Halaman Sebelumnya1 of 4

Lokasinya mencolok. Hanya sekira 1 kilo meter dari Kantor Bupati Kutai Kartanegara. Pohon menjulang tinggi di antara pemukiman penduduk menjadi pembeda Agroforestry milik Suhendri.

Kakek berusia 80 tahun itu sejak muda memang mendedikasikan dirinya untuk penyelamatan lingkungan, terutama pelestarian hutan. Baginya, hutan dan pohon adalah cara terbaik menjaga alam.

Lokasi hutan milik Suhendri berada di Jalan Pesut, Kelurahan Timbau, Kecamatan Tenggarong, Kabupaten Kutai Kartanegara, Kalimantan Timur. Posisinya sangat strategis sebagai pengembangan kota.

“Saya pernah menolak uang Rp10 milyar dari pengembang perumahan yang ingin membeli tanah saya,” katanya membuka obrolan pada Rabu (17/2/2021) sore.

Tawaran itu diterimanya pada tahun 2000 silam. Tak hanya sekali, tawaran itu beberapa kali diterimanya.

“Ada dari Jakarta, ada juga dari Yogyakarta,” sambungnya.

Sebab baginya, memiliki hutan di tanah sendiri adalah kekayaan yang tak ternilai harganya. Tawaran sebesar apapun bakal ditolaknya.

“Kalau kita menjaga alam, alam akan menjaga kita. Namun jika kita merusaknya, alam akan marah,” kata Suhendri dengan nada penuh semangat.
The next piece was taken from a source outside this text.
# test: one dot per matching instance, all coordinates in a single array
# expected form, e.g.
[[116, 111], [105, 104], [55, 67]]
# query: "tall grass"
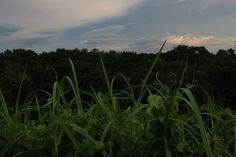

Agroforestry milik Suhendri memang kini berubah jadi hutan lebat. Pepohonan tumbuh seolah saling berlomba paling tinggi. Di bawahnya, suasana sejuk sangat terasa meski sore itu sangat terik.

“Ada pohon damar atau agathis, ada juga ulin dan meranti,” sebutnya saat ditanya pohon apa saja di hutan miliknya.

Di bagian depan, berdiri rumahnya yang sederhana. Hanya rumah kayu khas sunda dengan tambahan sejenis padepokan di bagian depan.

“Lahan saya ini panjangnya 100 meter, dan lebarnya 150 meter ke belakang. Jadi totalnya 1,5 hektar,” sebutnya.

Di tempat lain, Suhendri juga memiliki lahan serupa dengan luas yang sama. Hutan pribadi miliknya itu kini telah benar-benar berubah menjadi hutan.